An API management market has created new architecture patterns to secure the API economy. Why? Because today’s application program interfaces (APIs) are not your father’s APIs. Once, APIs primarily linked modules of code on the same computer. Once, code could be designed without the overhanging fear of automated vulnerability discovery and exploit. Those days are gone and the trust boundaries imploded.
APIs have become interfaces to expose massively distributed applications and systems across functional, organizational and national domains. Online business and IT architects must address APIs as a core element of their projects. And in considering APIs, they must be aware of the tradeoff between usability, scale and security shown in the diagram above.
Behind every killer app these days there’s an API. APIs have become so important that a new term – “API Economy” – has come in vogue. My definition:
As a book I’ve read called “APIs: A Strategy Guide (pdf)” notes, APIs are big business. Too big to be left to random development projects, or even just to the technologists. Deploying a killer API can take a major product marketing campaign. Getting the API architecture technically right is also critical. References on technical API best practices are a bit fragmented by the type of APIs around, but browsing the apievangelist.com and programmable web sites is a good start to get the big picture.
Considering the complexity of WS-*
its pretty easy to call the shift to REST a return to usability. Unfortunately, whereas WS-* may have built in too much security, REST like HTTP and the internet itself built in too little. I ended up writing a series of posts starting with REST Uneasy: Do we Need to Worry about OAuth 2.0?
(And the answer was “Yes.”) Perhaps we could define this as an axiom of the API economy:
As easy APIs enabling accelerated online services and cloud computing growth emerged, so did cyber-attacks waged directly against them (such as cross site scripting or DDOS exploits) and flanking attacks (such as this OAuth breach of Facebook and Twitter user accounts)
But security often conflicts with usability.
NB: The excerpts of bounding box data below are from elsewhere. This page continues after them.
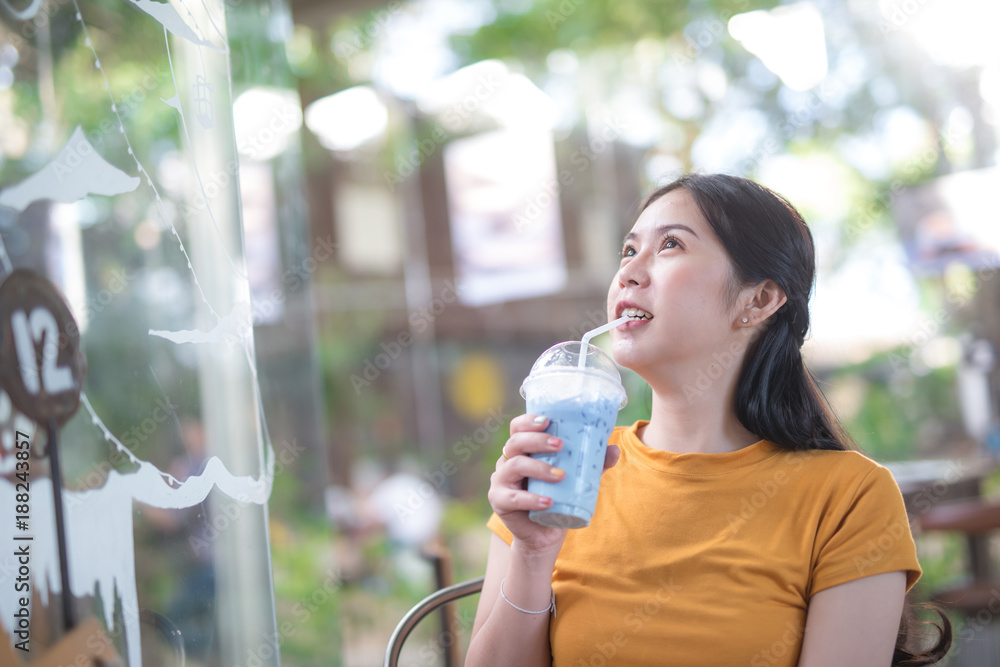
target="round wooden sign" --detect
[0,269,87,425]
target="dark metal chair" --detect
[382,576,486,667]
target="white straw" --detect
[577,315,629,368]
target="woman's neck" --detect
[638,377,760,454]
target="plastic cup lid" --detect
[521,340,628,408]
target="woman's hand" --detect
[489,415,620,553]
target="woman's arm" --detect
[465,535,555,667]
[796,571,906,667]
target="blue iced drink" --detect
[521,341,625,528]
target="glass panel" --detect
[0,0,280,665]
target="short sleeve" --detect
[486,512,514,546]
[809,466,921,596]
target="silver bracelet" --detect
[500,577,556,616]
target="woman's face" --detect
[608,188,741,382]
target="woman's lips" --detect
[616,318,652,331]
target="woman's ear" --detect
[737,278,788,327]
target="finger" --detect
[490,456,566,489]
[510,415,549,435]
[487,488,552,516]
[604,445,622,470]
[497,431,563,466]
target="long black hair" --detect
[640,174,952,667]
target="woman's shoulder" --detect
[774,446,898,488]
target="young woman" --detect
[466,175,950,667]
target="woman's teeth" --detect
[622,308,653,320]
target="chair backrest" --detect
[382,576,486,667]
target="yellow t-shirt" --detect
[488,422,921,667]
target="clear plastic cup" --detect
[521,341,628,528]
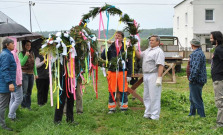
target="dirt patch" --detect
[129,107,145,111]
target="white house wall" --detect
[193,0,223,34]
[173,0,223,47]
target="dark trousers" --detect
[21,73,34,108]
[54,89,74,122]
[36,78,49,105]
[189,83,205,117]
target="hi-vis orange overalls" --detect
[101,43,132,111]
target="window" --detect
[185,13,188,26]
[205,9,214,21]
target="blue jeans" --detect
[189,83,205,117]
[8,86,23,119]
[21,73,34,108]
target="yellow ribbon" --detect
[109,21,122,40]
[53,61,57,93]
[105,39,108,67]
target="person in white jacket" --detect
[136,35,165,120]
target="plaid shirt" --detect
[189,48,207,84]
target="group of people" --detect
[0,31,223,130]
[0,38,49,131]
[101,31,223,127]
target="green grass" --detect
[0,69,223,135]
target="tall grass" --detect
[0,70,223,135]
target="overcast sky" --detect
[0,0,183,31]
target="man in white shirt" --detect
[136,35,165,120]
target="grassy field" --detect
[0,69,223,135]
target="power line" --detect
[1,4,26,10]
[0,0,176,5]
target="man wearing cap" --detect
[136,35,165,120]
[187,39,207,117]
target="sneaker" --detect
[108,110,115,114]
[2,126,13,131]
[77,112,83,115]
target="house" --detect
[173,0,223,52]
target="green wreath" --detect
[79,4,139,68]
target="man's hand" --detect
[9,84,15,92]
[156,77,162,87]
[127,77,132,83]
[26,51,30,56]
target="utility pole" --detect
[29,1,35,32]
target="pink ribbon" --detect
[134,20,141,53]
[98,9,106,39]
[115,39,121,56]
[49,54,53,106]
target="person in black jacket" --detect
[101,31,132,114]
[36,54,49,106]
Most developers still use simple ‘API keys’ to provide their services. Many know that they should be using more robust or standardized techniques such as split API keys or OAuth 2.0-based flows. Anecdotally, however, according to Mark Cheshire, COO for 3Scale, an API management company: “About 50% of our customers want to implement OAuth 2.0, but many are put off by the complexity of the protocol’s many choices. Only about 20% actually implement it in the end. We’re all working to increase that number.”
API Management Market
Whatever the protocol, API usability, security and scale don’t happen by themselves, at least not when large numbers of organizations and developers get involved. A
market for API management began to grow from two groups of vendors emerging roughly in parallel:
- Layer 7, Vordel, SOA Software and Sonoa Software began catering to the enterprise market in the mid-2000s with XML security gateways and/or web services management solutions.
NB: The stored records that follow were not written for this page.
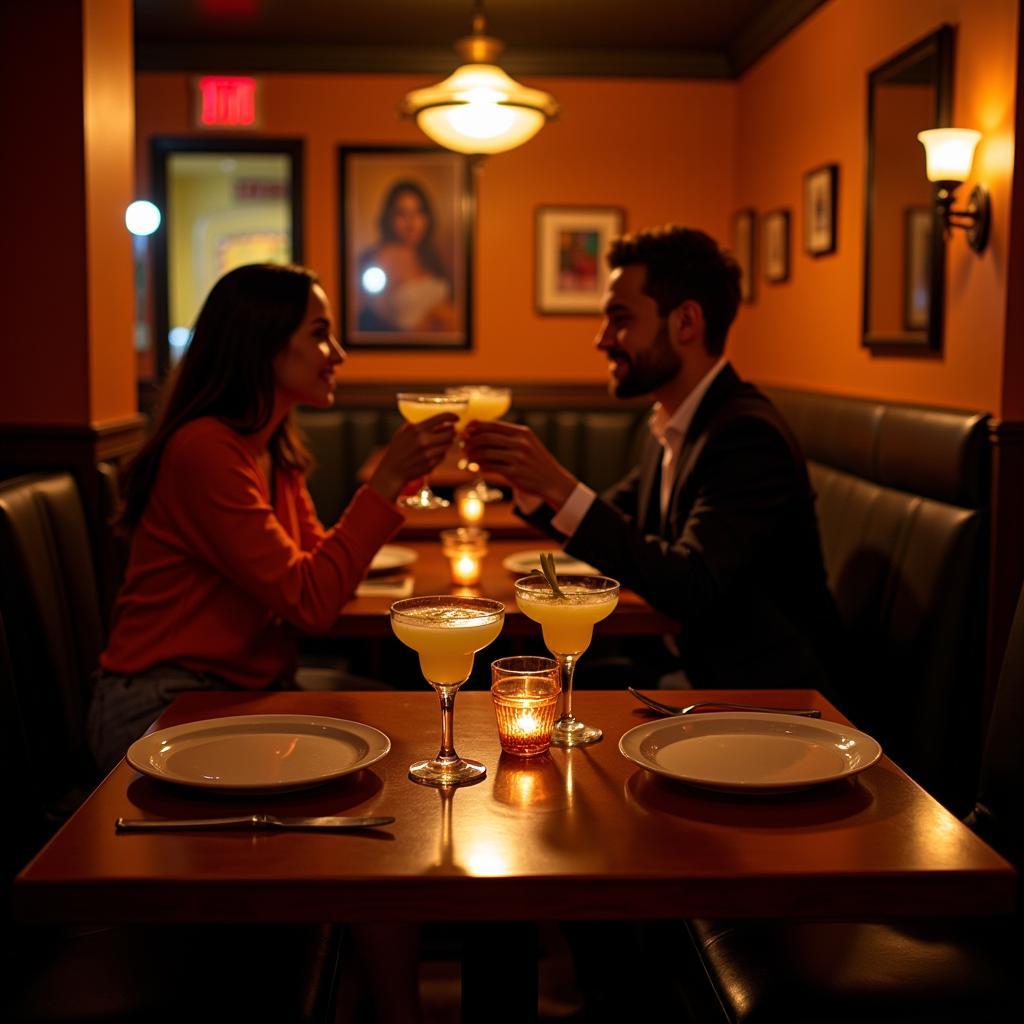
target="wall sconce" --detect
[918,128,991,253]
[398,0,558,155]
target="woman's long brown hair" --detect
[120,263,317,529]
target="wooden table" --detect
[344,539,679,637]
[14,690,1016,923]
[395,502,540,548]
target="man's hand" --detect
[367,413,458,502]
[463,420,580,512]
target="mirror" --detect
[863,26,952,351]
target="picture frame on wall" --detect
[535,206,625,315]
[761,210,790,285]
[732,210,757,302]
[804,164,839,256]
[338,146,474,349]
[903,206,935,331]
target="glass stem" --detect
[558,654,578,722]
[437,686,459,765]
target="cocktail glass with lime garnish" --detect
[515,574,618,746]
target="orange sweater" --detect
[100,417,402,689]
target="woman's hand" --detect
[463,420,580,511]
[367,413,458,502]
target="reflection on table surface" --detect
[15,690,1016,923]
[395,502,540,547]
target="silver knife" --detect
[114,814,394,831]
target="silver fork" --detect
[626,686,821,718]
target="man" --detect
[466,227,839,689]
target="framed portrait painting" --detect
[761,210,790,285]
[804,164,839,256]
[338,146,473,349]
[732,210,757,302]
[536,206,623,313]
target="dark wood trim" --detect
[985,420,1024,713]
[135,42,737,79]
[728,0,824,78]
[135,0,824,79]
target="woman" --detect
[358,180,456,333]
[89,264,456,769]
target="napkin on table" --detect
[355,574,413,599]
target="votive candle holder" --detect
[490,655,561,758]
[441,526,490,587]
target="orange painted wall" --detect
[0,4,89,424]
[0,0,136,426]
[136,73,736,382]
[83,0,136,426]
[732,0,1018,413]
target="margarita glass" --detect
[391,594,505,785]
[397,391,469,509]
[445,384,512,502]
[515,575,618,746]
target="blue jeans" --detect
[88,665,237,774]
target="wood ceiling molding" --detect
[135,0,825,79]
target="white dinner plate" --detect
[128,715,391,794]
[502,548,601,575]
[368,544,420,572]
[618,712,882,794]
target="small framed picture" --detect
[536,206,624,313]
[338,146,473,348]
[732,210,757,302]
[903,206,935,331]
[804,164,839,256]
[761,210,790,285]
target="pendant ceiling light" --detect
[400,0,558,154]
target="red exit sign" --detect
[196,75,259,128]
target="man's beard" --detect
[605,316,683,398]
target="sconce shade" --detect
[401,63,558,154]
[918,128,981,181]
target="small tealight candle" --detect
[455,487,483,526]
[452,555,480,587]
[441,526,490,587]
[490,657,561,758]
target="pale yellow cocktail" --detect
[391,604,502,686]
[445,384,512,502]
[515,584,618,656]
[398,393,469,424]
[391,594,505,786]
[515,574,618,746]
[397,391,469,509]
The market really began to heat up in the last few years with the acquisitions of Layer7 by CA, Mashery by Intel, and Vordel by Axway.
API Management and Security Architecture
To protect APIs, vendors typically use a classic security policy management pattern:
- Policy enforcement point (PEP): An intermediate node on the network (such as a proxy) where network traffic from the API is intercepted in real time so that it can be monitored and filtered for compliance with policy. API calls can be blocked, transformed or instrumented at the PEP.
- Policy decision point (PDP): Often a central server(s), or cloud-based service that makes policy decisions in real time on behalf of many “dumb” PEPs. The PDP could implement OAuth authorization server functionality, or X.509 certificate checking, for example.
- Policy management point (PMP): Generally an offline component that defines the technical policies for control and feedback in the network of PDPs and PEPs. Access control rules definition and key management may fall into the PMP’s purview.
A single API management infrastructure can implement this policy pattern on many different APIs at once. The infrastructure generally aims to make API security more usable by taking some of the protocol, registration, verification and management burdens off the services and putting them into the policy infrastructure.
That’s why it’s important when deploying API-based infrastructure and API management tools to choose the right architecture. Cheshire explained that his company supports three patterns for the PEP deployment:
- An agent co-located with the application service endpoints
- A proxy, or gateway
- In general, the agent approach is appropriate when API services are concentrated on just a few endpoints that your organization controls whereas the proxy service is appropriate when dealing with many heterogeneous endpoints.
It’s important when deploying new online services to factor the right balance in up front for security, usability and scale of APIs. Considering the tradeoffs between all three values along with the appropriate role for API management can help organizations architect a balanced solution to win in the API economy.